Once Loiza returned from work, we removed the bandages and had a chance to look at the stitches. There was also blood on one of the stiches – may have been a result of knee moving while I was asleep earlier

Ok, so it is a major operation guys!. Recovery will be gradual.

I didnt want to speak much for the rest of the evening; also the pain and swelling from my ankle was at a 8 out of 10. Loiza gave me a salt bath to soak my ankle. Helped a bit


Osteotomy recovery on days 3 , 4 and 5

After my Osteotomy surgery @OneHatfield, recovery continues, slowly. Don’t panic if bruising appears

The bruising appears

February 3rd (Day 3)

I may have woken once last night for painkillers and so felt well rested. The pain was less and felt like I had some more mobility. I was able to wash and change by myself however Loiza did helped me. I sat in the day room and watched Priya get ready for her Saturday league football match. Aroon was going to stay with me for the morning and keep me company. I felt a lot stronger today and walked a little with the crutches. The exercises and movement are so important and really helps psychologically. Having watched The Punisher on Netflix (which is just awesome) I fell asleep for an hour – tiredness hits you and comes in waves. I know it helps with the healing.

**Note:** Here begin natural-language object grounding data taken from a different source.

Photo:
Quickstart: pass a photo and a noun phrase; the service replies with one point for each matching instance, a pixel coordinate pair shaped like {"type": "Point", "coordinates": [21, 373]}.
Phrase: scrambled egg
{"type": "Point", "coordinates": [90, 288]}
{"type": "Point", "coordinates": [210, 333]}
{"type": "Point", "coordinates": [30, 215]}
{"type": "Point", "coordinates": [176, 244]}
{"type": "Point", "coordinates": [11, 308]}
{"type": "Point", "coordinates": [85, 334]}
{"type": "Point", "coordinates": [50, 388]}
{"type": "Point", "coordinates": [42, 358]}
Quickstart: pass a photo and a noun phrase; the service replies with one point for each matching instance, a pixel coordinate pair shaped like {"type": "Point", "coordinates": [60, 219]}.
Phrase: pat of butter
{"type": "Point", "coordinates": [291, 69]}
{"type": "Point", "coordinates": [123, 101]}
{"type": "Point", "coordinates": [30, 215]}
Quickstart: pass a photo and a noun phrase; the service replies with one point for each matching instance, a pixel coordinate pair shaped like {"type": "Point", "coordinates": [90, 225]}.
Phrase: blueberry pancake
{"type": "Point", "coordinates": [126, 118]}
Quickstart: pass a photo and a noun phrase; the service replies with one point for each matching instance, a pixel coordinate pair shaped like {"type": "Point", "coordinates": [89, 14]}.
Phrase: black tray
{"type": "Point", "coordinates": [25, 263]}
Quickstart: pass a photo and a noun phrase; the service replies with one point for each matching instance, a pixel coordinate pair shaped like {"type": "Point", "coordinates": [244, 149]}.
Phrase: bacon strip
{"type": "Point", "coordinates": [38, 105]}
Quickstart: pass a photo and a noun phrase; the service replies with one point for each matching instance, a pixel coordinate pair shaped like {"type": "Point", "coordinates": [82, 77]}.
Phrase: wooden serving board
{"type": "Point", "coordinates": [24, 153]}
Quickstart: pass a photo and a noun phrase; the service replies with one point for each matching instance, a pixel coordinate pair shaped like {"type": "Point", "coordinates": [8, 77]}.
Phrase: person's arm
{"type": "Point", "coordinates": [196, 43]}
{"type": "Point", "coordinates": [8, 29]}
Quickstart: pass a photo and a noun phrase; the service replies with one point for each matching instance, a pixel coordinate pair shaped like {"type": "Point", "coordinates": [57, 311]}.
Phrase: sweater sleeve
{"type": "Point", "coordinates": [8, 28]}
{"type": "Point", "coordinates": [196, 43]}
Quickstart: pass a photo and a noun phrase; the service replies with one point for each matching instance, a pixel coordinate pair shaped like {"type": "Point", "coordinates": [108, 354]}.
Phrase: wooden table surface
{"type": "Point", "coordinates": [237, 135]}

The key thing is to remain mobile and to keep the joints moving. I have started doing ‘light weights’ to keep the upper body muscle mass although need to be careful as not to pull any tendons in the leg.

I stayed up until 10pm and then was helped to bed.

February 4th (day 4)

I only woke up once last night for painkillers (3:42am) and I could feel the pain. Waking up at 7:20am thereafter and I was really thirsty. I did drink ¾ of the water bottle but could not go back to sleep. This morning the pain level was very high.

The length of my tibia was painful. Loiza also noticed that I had new bruising on the back of the knee. Also the swelling is more prevalent this morning and appeared purple and red towards the bottom of my leg.

Red bruising appearing after the operation

I did get a chance to walk more. Distance and frequency is improving but the stiffness around the ankle and knee is still there.

February 5th (Day 5)

Monday morning and I woke up at 7:20am. I was able to sleep on my side although felt uncomfortable when i woke up. Loiza still had to help me out of bed and had to take the day off; it was the right thing to do. I cannot manage by myself just yet.

I think i have one more day of the co-didromel pills afterwhich i am on 400mg ibuprofen and the paracetamol.

Sitting with Loiza today and i am continuing with the icepacks on the leg. I did notice that my knee is stiff and getting new pains in the knee. Also as the picture below, more new bruising is appearing and this time in the back of the knee.

Further bruising appearing on the back of the leg

I was able to walk a little more than yesterday so at least my mobility is improving however by lunchtime I am exhausted. I know that movement is still needed otherwise mobility in the joints reduces and becomes harder.

My parents arrived at 3pm and so i sat, chatted and stayed awake until about 10pm.